Większość działań podejmowanych w roku 2020 zdominowanych było przez obostrzenia wynikające z pandemii koronawirusa. Pandemia ma również wpływ na to, jak spędzimy Święta Bożego Narodzenia. Nie zmienia to jednak nastawienia Compensy, dla której działania charytatywne są ważną częścią działalności. To, co się niekiedy zmienia, to forma niesienia pomocy. I tak, w tym roku, zamiast tradycyjnych koszy świątecznych, Compensa zaproponowała swoim partnerom biznesowym wsparcie wybranej fundacji poprzez wysłane do nich online kartki świąteczne. Każdy adresat kartki miał możliwość wybrania jednej z trzech organizacji, która dzięki temu otrzyma od Compensy wsparcie finansowe.

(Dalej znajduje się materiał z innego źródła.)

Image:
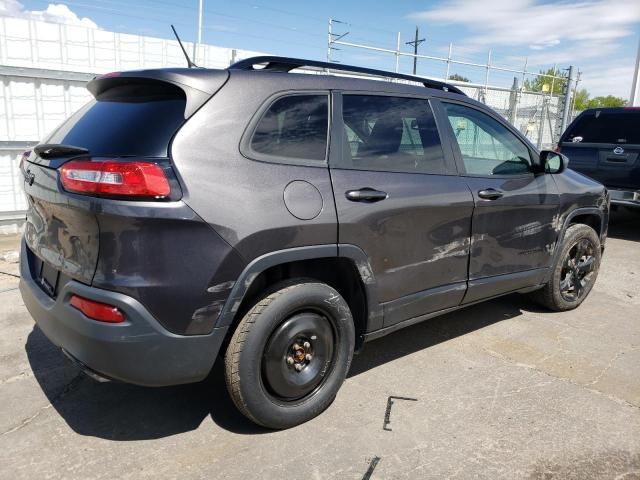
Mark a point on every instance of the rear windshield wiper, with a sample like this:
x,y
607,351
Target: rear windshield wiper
x,y
53,150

Święta nieodłącznie kojarzą się z prezentami, którymi dzielimy się także w relacjach biznesowych. Mamy jednak świadomość, że rok 2020 dla wielu osób był trudniejszy niż zwykle. Dlatego tym razem zdecydowaliśmy się wesprzeć potrzebujące osoby zachęcając do tego jednocześnie naszych partnerów. Mamy nadzieję, że nasza akcja doda chociaż trochę świątecznej magii tym, który tego potrzebują – mówi Artur Borowiński, Prezes Zarządu Compensa TU SA Vienna Insurance Group.
Ideę świątecznej pomocy Compensa realizowała także zapraszając chętnych pracowników do współpracy przy organizowaniu darów w ramach Szlachetnej Paczki, której finał miał miejsce 12 grudnia. Fundatorem wszystkich paczek była Compensa, a ponad 100 pracowników zaangażowano się w działania związane z zakupami potrzebnych rzeczy, pakowaniem i dostarczaniem paczek do potrzebujących rodzin.
Nigdy nie wątpiliśmy w siłę wolontariatu w Compensie, szczególnie, że mamy już takie doświadczenia, ale zaangażowanie i umiejętności organizacyjne wszystkich Wolontariuszy przerosły nasze oczekiwania. Nie ma dla nich rzeczy niemożliwych – podsumowuje Artur Borowiński.